Jean-Patrick Millette is a full time weightlifting coach located in Montreal, Canada. He has a bachelor in kinesiology. He coaches dedicated weightlifters of all ages (Youth to senior) as well as running the well respected First Pull website. He has been very active at promoting the sport of weightlifting.

6 comments

  • I find it interesting that you recommend 5-6 training sessions per week. Three coaches (all from the same gym) that I’ve spoken to all strongly believe anything more than 3 and at a stretch 4, is too much, due to “inability to recover”. This was not advice specifically for me but for a lifter in general. What would you say to such advice?

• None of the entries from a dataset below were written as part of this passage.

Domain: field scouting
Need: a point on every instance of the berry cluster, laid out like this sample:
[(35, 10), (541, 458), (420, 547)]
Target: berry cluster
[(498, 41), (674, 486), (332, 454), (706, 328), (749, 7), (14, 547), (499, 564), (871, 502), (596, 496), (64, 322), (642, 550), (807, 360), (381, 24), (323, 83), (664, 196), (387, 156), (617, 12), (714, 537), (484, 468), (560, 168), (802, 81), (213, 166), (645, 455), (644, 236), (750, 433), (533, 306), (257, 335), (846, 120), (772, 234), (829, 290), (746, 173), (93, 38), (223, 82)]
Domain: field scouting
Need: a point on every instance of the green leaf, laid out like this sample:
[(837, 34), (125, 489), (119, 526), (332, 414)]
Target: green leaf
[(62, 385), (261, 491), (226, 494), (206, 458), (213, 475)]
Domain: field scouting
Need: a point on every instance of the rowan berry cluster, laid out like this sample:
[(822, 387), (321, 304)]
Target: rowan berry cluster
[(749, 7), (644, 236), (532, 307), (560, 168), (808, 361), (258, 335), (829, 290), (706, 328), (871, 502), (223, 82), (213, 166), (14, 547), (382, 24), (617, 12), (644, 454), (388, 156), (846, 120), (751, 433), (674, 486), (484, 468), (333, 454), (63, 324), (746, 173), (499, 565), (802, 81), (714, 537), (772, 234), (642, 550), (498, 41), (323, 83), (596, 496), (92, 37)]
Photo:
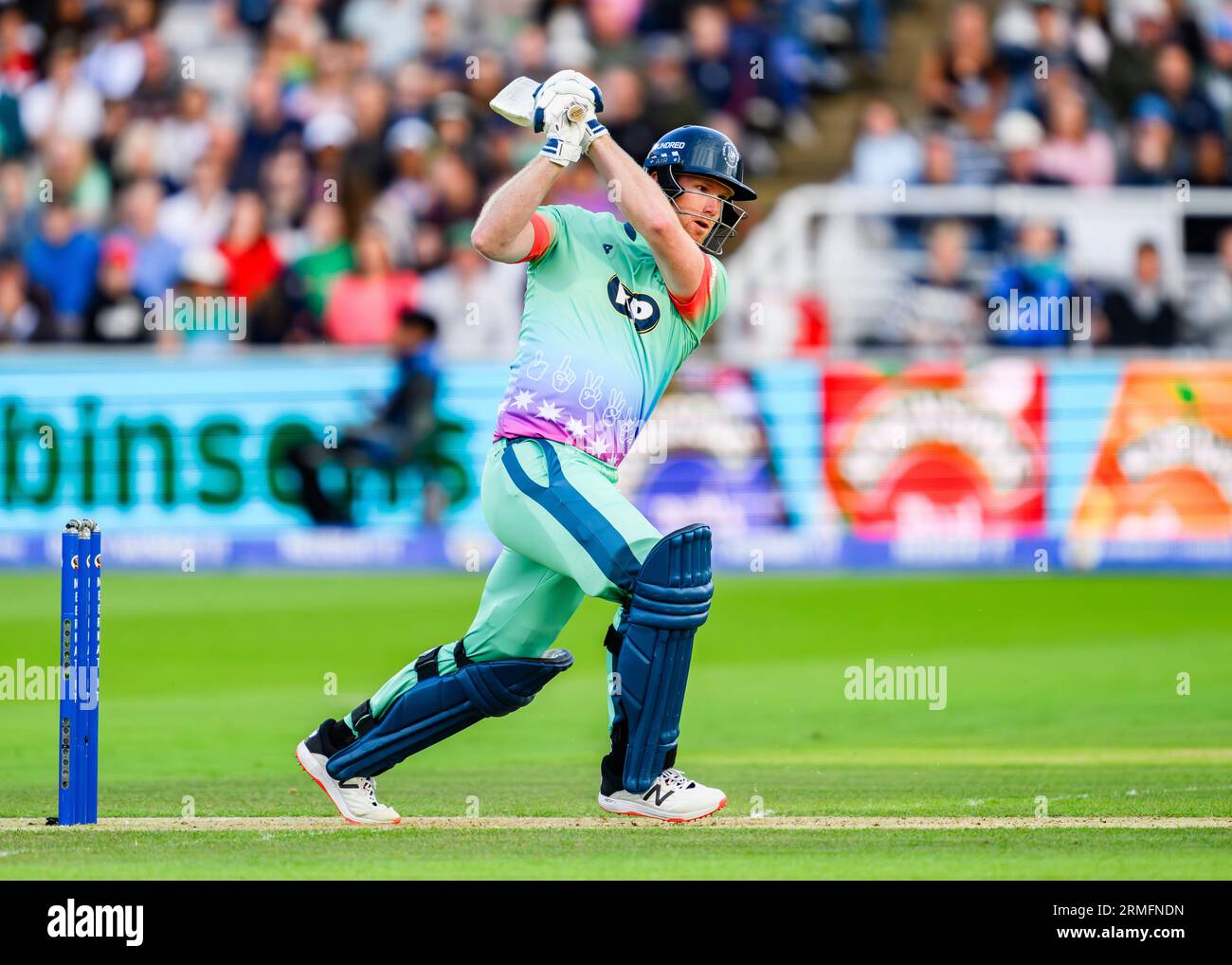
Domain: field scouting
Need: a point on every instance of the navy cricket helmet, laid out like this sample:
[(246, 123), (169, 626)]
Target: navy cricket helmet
[(710, 153)]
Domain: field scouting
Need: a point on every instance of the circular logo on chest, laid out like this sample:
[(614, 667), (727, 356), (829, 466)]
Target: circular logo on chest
[(639, 308)]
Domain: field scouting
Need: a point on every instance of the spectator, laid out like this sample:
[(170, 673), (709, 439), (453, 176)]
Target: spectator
[(937, 307), (1194, 112), (407, 201), (1075, 155), (1019, 137), (1033, 272), (197, 216), (625, 111), (267, 130), (118, 313), (17, 216), (1150, 144), (1210, 312), (389, 28), (26, 312), (328, 259), (398, 434), (251, 263), (365, 303), (1142, 313), (63, 259), (155, 259), (79, 179), (1132, 64), (477, 302), (961, 79), (64, 103), (883, 151), (670, 99)]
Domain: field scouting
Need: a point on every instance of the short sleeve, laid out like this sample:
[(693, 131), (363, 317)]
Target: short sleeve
[(550, 227)]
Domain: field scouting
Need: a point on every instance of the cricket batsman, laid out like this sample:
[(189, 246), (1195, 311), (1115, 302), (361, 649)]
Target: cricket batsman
[(612, 308)]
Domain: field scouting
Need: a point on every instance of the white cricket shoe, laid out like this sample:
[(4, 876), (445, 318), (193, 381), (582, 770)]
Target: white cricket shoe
[(672, 797), (355, 797)]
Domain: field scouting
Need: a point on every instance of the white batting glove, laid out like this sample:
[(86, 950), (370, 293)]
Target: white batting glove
[(563, 89), (563, 144)]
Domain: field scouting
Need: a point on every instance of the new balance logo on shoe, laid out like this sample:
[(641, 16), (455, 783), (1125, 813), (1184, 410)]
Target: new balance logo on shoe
[(658, 797)]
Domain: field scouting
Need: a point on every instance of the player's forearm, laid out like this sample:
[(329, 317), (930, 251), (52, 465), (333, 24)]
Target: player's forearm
[(503, 230), (640, 198)]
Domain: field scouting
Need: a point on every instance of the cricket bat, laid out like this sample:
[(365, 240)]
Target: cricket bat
[(516, 102)]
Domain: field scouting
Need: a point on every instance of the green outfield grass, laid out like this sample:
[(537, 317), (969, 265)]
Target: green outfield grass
[(1058, 686)]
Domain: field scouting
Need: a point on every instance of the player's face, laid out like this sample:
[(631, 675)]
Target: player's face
[(701, 204)]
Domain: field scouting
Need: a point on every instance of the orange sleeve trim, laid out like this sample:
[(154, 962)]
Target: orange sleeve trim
[(542, 238), (693, 306)]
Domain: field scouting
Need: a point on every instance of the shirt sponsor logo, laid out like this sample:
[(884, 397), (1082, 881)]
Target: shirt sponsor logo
[(639, 308)]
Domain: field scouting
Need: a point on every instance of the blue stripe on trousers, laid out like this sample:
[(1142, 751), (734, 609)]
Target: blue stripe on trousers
[(590, 528)]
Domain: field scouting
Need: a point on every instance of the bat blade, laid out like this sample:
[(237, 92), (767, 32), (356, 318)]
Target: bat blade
[(516, 101)]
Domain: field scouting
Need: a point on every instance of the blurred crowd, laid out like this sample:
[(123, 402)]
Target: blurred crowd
[(321, 161), (1080, 94), (1076, 93)]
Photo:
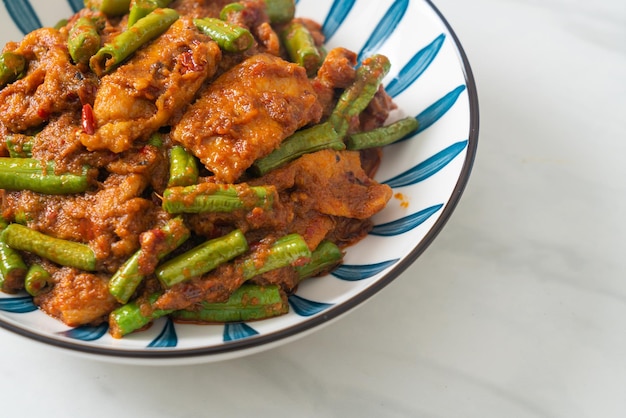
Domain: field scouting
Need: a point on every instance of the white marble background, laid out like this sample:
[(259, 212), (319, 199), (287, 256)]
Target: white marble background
[(518, 309)]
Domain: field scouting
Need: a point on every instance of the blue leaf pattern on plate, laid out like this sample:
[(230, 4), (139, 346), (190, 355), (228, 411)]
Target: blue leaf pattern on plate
[(338, 12), (385, 28), (306, 307), (76, 5), (23, 15), (167, 337), (353, 273), (415, 67), (435, 111), (86, 332), (405, 224), (237, 331), (20, 304), (427, 168)]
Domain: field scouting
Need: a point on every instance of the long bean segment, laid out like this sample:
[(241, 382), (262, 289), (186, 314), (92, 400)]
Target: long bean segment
[(12, 66), (12, 266), (315, 138), (142, 8), (126, 280), (183, 167), (230, 38), (248, 303), (109, 7), (31, 174), (133, 316), (382, 136), (37, 280), (357, 96), (202, 259), (211, 197), (83, 40), (301, 48), (126, 43), (284, 252), (324, 258), (60, 251)]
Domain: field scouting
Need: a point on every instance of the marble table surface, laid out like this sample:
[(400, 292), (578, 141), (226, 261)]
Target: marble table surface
[(518, 309)]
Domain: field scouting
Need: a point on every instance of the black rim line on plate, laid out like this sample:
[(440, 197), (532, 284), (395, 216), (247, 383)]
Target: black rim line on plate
[(334, 311)]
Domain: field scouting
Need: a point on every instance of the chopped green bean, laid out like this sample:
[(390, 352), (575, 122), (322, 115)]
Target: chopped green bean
[(133, 316), (382, 136), (315, 138), (60, 251), (285, 251), (280, 11), (357, 96), (31, 174), (183, 167), (126, 280), (109, 7), (326, 256), (126, 43), (83, 40), (142, 8), (248, 303), (203, 258), (211, 197), (12, 66), (230, 38)]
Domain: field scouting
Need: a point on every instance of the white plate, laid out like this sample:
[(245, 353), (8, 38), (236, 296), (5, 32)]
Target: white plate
[(430, 79)]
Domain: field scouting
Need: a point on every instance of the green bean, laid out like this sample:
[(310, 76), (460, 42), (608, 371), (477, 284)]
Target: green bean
[(126, 280), (382, 136), (12, 66), (30, 174), (284, 252), (133, 316), (357, 96), (83, 40), (280, 11), (12, 266), (202, 259), (301, 47), (248, 303), (326, 256), (19, 146), (60, 251), (230, 38), (37, 280), (211, 197), (141, 8), (109, 7), (183, 167), (126, 43), (315, 138), (231, 8)]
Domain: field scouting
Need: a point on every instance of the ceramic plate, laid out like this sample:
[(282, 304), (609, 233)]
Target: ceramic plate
[(430, 79)]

    • It depends on your goal, training experience, and lifestyle. If youre lifestyle is good enough (don’t have to work 50 hours a week, etc.), and your plan is smart, it is the way to go. After a while, you need to do more – more volume and more intensity in due time. Adding sessions is the best way to add volume. Moreover, just because you are training 5-6 times a week, doesnt mean you have doing big lifts every day. Some days are bigger and some days are easier. that being said, no body gets on a podium training 3 to 4 times a week.

      • Great article (as usualy JP). I think autoregulation ties in nicely to the 5-6 days a week training very well. I’m a beginner and I’ve found the extra sessions allow me to either get more exposure to the snatch or clean or jerk.

        Would your 5 and 6 days a week look very similar to your 4 day/week? Just two extra days of snatch (or snatch variant), clean & jerk (or variant) followed by pulls or squats and finish with pressing or GM/RDLs?

      • depends on the needs of the athletes. The rule of thumb is 3 good sessions, 3 light sessions.

      • Well I have a lot of needs haha I did read your article on ‘Why do we miss jerks?’ and it made me realize that I need to increase the frequency of them. The jerk and the snatch are by far my worst lifts from a technique standpoint. So increased frequency on those makes sense.

        From reading your articles and training with a few of the WLers at my gym I’ve realized my squat form was awful so I’m also addressing that. I clearly need to get my squat up, but also develop my posterior chain (which you’ve outlined in a few other articles). I’m just a little clueless on squat frequency given my age (34) and lackluster ability to recover. I know I can handle twice a week squatting and lately I’ve been doing 3 without joint issues.

        I’ve got a pretty good idea on how to approach programming for the rest. I was just curious on how I could program squats for the week (5-6 sessions). If this is beyond the scope of the article/comment advice I understand.